The ELISPOT immunological assay measures IFN-γ- producing T-cell responses to early secreted antigenic targets of M. tuberculosis, and has been shown to be promising for TBP diagnosis among CAPD patients. The sensitivity and specificity of ELISPOT in the diagnosis of extrapulmonary TB were 94% and 88%, respectively. Another study even demonstrated a positive ELISPOT test on ascites fluid in 6 of 6 patients with confirmed abdominopelvic TB [36]. Moreover, immunosuppression does not affect the diagnostic sensitivity of the ELISPOT assay for extrapulmonary TB [37]. Nevertheless, because of its noninvasive and timely features, the ELISPOT assay on peripheral blood or ascites fluid may prove to be a promising diagnostic method for the diagnosis of active TBP [38]. In the present study, the qualitative ELISPOT assay was used for IFN-γ, IFN-γ (PB+P8.10), and IFN-γ (P8.10) detection in blood and effluent dialysate to confirm the diagnosis in suspected TBP patients. The IFN-γ, IFN-γ (PB +P8.10), and IFN-γ (P8.10) values remarkably increased at the onset of presentation and gradually declined to the reference range with antituberculous treatment.

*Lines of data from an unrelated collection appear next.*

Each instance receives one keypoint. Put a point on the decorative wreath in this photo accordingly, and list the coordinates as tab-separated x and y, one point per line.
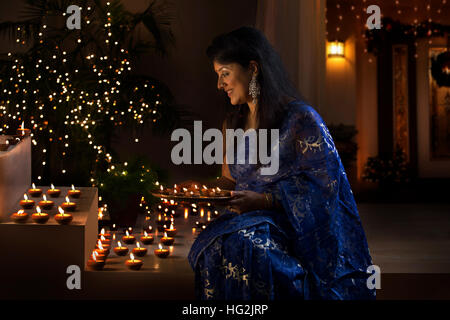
440	69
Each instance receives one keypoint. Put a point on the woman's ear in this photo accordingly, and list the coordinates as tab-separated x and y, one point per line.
253	67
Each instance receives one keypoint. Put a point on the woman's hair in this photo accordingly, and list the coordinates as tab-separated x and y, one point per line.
242	46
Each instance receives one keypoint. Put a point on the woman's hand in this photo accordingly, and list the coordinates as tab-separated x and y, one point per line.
190	184
246	200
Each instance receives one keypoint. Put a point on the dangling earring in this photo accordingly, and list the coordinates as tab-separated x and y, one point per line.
254	89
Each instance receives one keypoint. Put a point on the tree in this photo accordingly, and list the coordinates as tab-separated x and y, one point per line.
74	88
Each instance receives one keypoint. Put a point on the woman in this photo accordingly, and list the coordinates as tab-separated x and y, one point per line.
296	233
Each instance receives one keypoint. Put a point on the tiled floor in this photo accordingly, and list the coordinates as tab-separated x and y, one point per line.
408	238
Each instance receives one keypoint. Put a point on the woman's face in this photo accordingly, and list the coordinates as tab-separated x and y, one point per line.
234	80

Whether the Tenckhoff catheter must be removed in TBP patients remains controversial.
About 53% of TBP patients accepted peritoneal dialysis catheter removal before completion of therapy for various reasons [5]. A 2010 update of recommendations for peritoneal dialysis-related infections [39] suggested that patients with cloudy effluent on appropriate antibiotics should have the catheter removed after 5 d, but growing data show that peritoneal catheter removal in TBP patients has no apparent benefit and does not increase the efficacy of treatment [40]. Some authors have advocated removal of the catheter for a short period of time, with subsequent reimplantation [41]. Available data indicate that there is no significant difference in patient survival between TBP patients with or without peritoneal catheter removal [7]. Because our patient refused hemodialysis, the peritoneal catheter was retained. The catheter functioned well, and the dialysis-related parameters steadily improved during follow-up (Table 1).

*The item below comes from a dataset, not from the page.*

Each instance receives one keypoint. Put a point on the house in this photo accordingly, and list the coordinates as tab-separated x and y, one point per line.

In conclusion, the prevalence of TBP among CAPD patients was low in this single-center study in China. TBP should be considered in patients with neutrophilic sterile peritonitis, with no response to broad-spectrum antibacterial medications. ELISPOT is a promising diagnostic method for TBP among CAPD patients and its utility requires further observation. The peritoneal catheter may be retained with early diagnosis and timely antituberculous treatment.
The authors have no conflicts of interest to disclose.